Archive for Monday, January 11, 2010

‘Mother’ marks 100th episode with razzle-dazzle

January 11, 2010


“How I Met Your Mother” (7 p.m., CBS) celebrates a milestone of sorts, peppering its 100th episode with fantasy scenes, an extended musical number and a tantalizingly close brush with the mystery woman who figures in the show’s title. Like many “special” outings, this one tries a tad too hard and emphasizes the comedy’s over-reliance on gimmickry. “How” may not be cutting-edge comedy, but it has a strong cast with chemistry, and they should be allowed be funny for minutes at a time without some distracting trickery or fantasy montage. The musical number “Girls vs. Suits” features Barney (Neil Patrick Harris) singing about his love for fine haberdashery and how he prefers fine Italian styling to the love of any woman. It also sends up the winking irony of casting the musical theater-loving and Tony Awards-hosting Harris as a predatory ladies man.

• “American Masters” (8 p.m., PBS, check local listings) celebrates one of the most beautiful voices and most prolific pop-music masters of the 20th century with “Sam Cooke: Crossing Over.” Few stories seem more tailor-made for the musical biography. Endowed with too much talent and ambition to remain in the Gospel music circuit, Cooke conquered the largely segregated Top 40 charts rather effortlessly and in the face of discriminatory attitudes. He used his talent and connections to recruit other talents and to make musical statements about the Civil Rights era before dying violently in circumstances linked to his one great tragic flaw.

For all of its potential, “Crossing Over” breaks little ground in the field of documentary biography.
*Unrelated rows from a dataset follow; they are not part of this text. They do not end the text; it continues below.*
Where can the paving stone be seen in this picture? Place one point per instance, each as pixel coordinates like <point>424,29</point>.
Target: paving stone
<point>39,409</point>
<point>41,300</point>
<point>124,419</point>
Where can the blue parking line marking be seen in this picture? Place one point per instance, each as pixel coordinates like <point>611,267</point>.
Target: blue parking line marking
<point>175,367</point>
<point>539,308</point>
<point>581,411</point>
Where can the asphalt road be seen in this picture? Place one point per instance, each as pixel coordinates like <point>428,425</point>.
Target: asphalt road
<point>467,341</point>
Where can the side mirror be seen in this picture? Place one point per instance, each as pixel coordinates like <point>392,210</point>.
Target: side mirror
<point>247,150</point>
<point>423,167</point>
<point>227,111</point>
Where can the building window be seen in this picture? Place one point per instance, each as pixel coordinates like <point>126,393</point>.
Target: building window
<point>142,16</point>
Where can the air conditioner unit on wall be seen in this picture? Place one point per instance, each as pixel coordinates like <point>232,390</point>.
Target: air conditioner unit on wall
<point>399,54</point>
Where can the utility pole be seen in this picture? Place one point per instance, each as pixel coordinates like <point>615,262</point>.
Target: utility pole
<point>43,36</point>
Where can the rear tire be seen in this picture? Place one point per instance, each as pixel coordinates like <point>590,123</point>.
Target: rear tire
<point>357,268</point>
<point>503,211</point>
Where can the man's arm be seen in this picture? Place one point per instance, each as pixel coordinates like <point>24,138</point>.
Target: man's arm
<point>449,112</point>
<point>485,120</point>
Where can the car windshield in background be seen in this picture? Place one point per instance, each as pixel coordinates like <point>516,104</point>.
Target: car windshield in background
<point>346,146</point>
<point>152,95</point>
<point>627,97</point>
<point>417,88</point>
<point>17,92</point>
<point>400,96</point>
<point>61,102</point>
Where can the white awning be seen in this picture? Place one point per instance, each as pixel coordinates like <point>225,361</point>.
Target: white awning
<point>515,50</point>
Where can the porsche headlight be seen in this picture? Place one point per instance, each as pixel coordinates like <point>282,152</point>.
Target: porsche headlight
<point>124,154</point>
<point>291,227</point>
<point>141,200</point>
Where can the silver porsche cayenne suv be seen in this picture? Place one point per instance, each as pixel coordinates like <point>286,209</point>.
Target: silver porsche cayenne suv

Archival photos and footage are mixed with talking-head interviews with family members and musical colleagues, including Smokey Robinson and producer Herb Alpert, to provide a perfunctory biographical sketch and background for Cooke’s greatest hits, “You Send Me,” “Cupid” and “Twistin’ the Night Away,” and his protest anthem “A Change is Gonna Come,” a song that continues to resonate down the decade.

It’s rather easy to get the feeling that this film, narrated by Danny Glover, has been in the making, or on the shelf, for some time. Many of the interviewees — including Jerry Wexler, James Brown, Lou Rawls and Billy Preston — have since gone on to their own rewards, leaving one with the eerie sense that the film’s title, “Crossing Over,” has several meanings.

Tonight’s highlights

• Chuck protects a visiting despot (Armand Assante) on “Chuck” (7 p.m., NBC).

• A sick criminal’s furtive nature may endanger his life on “House” (7 p.m., Fox).

• An unhappy couple (Kate Winslet and Leonardo DiCaprio) do a lot of fighting and complaining in the suburbs in the 2008 adaptation of Richard Yates’ seemingly unadaptable novel “Revolutionary Road” (7 p.m., HBO).

• Filmed in secrecy and in defiance of Chinese authorities between 1996 and 2004, “What Remains of Us” (7 p.m., Documentary Channel) chronicles a vanishing way of life in Tibet.

• Joe’s first date in two decades provides fodder for story-telling on “Men of a Certain Age” (9 p.m., TNT).

• An “American Idol” champion opens up her daily life and recording studio to reality television cameras on “Fantasia for Real” (9 p.m., VH1).